March 4, 2009

Seeing is remembering..or is it?

Learning to surf in a faraway garden,
coloured pencil on paper, A5.


This pencil drawing is one of my favourites because it captures the excitement of going to new places and seeing new things; it was done while I was on a really great holiday. Everything seems more vibrant and colourful when we see it for the first time.

Making art is like a mini holiday, where you get to challenge yourself to see in more heightened detail than ordinarily you might. It can be easy in day to day living to let our mind's eye go a bit stale, so I am setting myself a challenge this week to see everything in a fresh way. My environment, art practice, situations in my life, relationships; everything.

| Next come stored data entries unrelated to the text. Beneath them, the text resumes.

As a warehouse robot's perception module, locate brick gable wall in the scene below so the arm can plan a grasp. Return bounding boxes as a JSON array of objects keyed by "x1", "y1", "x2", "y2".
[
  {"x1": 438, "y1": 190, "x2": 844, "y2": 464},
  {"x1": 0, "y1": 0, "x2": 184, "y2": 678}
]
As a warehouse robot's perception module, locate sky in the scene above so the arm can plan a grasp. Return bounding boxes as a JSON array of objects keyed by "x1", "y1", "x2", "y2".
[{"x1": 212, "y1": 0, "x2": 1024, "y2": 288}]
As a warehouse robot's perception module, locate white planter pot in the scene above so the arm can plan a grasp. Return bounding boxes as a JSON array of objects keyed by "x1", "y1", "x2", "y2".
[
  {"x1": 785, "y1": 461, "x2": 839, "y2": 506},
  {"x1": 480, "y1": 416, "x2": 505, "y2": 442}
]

I am setting the intention to keep my 'artists eye' switched on more often, not just when I am making art. This means that a lot of preconceived notions will have to be thrown away, and my mind opened to create an innocent eye.

A fun way to play this game is to imagine that you are an alien, just landed here for the first time, without any previously formed meanings attached to the things you see and do. How would you interpret the things you see? Would they have the same meaning for you?

It gets you thinking about the connection between our thoughts, and how they affect what we are seeing, and how we perceive what we see. So much of our looking is habitual, more memory than looking. To really see something requires the humility to put aside our own associations and open up to being receptive to the thing we are observing.

A good example is the way we see other people in our lives. Do we really see them, as they are in the moment, or do we mostly just see them based on our ideas about them? Are we relating to them from the present moment, or from our habits formed from an accumulation of all our previous interactions with them?

It's the same thing with making art based on observation. Accurately drawing something requires being really present in the moment and not relying on memory or habit. It requires us to bring our alien eyes with us wherever we go.

What events, places, situations could you look at with a fresh eye?